SA broadcasting goes digital

 

South Africa joins the rest of the world
that has already moved away from
analogue to digital broadcasting.
(Image: wikimedia.org)

Digital broadcasting will enable viewers
to access more channels.
(Image: rthk.org)

Khanyi Magubane

As of 1 November, South Africa officially changed its television broadcasting signals from analogue to digital terrestrial television (DTT) technology.

Sentech, South Africa’s broadcasting technology centre, made the switch, which is expected to start working in certain households on 3 November.

Speaking at the official launch of the “switch-on” in Johannesburg on 30 October, director-general in the communications department Lyndall Shope-Mafole, said the Broadcasting Digital Migration (BDM) system also had the potential for special interactive services to cater for people with visual and hearing impairments such as audio description and subtitling,

“Broadcasting Digital Migration will bring many benefits including efficient use of the frequency spectrum, a public and scarce resource.

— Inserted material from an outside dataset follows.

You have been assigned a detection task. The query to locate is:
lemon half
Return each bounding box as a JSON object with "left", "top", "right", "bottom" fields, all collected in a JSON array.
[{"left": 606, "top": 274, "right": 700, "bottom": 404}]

“It will bring more channels and therefore more diverse content delivered to the South African public.

“The digital switch over will see the telecommunication industry of radio and television utilised more efficiently.

“The Broadcasting Digital Migration is made necessary by the developments in telecommunications technologies which enable a more efficient use of radio frequency spectrum as well as better quality pictures and sound,” she said.

Shope-Mafole also noted a dual system will be implemented between 1 November 2008 and 1 November 2011.

During this time, both digital and analogue signals will be available; hence households will not be required to use the set top box, a type of decoder.

Speaking during her budget vote speech in June, Motsepe-Cassaburi said decoders were going to be made according to the highest standards, “The decoder system will be installed to protect South Africa’s design and manufacturing capability.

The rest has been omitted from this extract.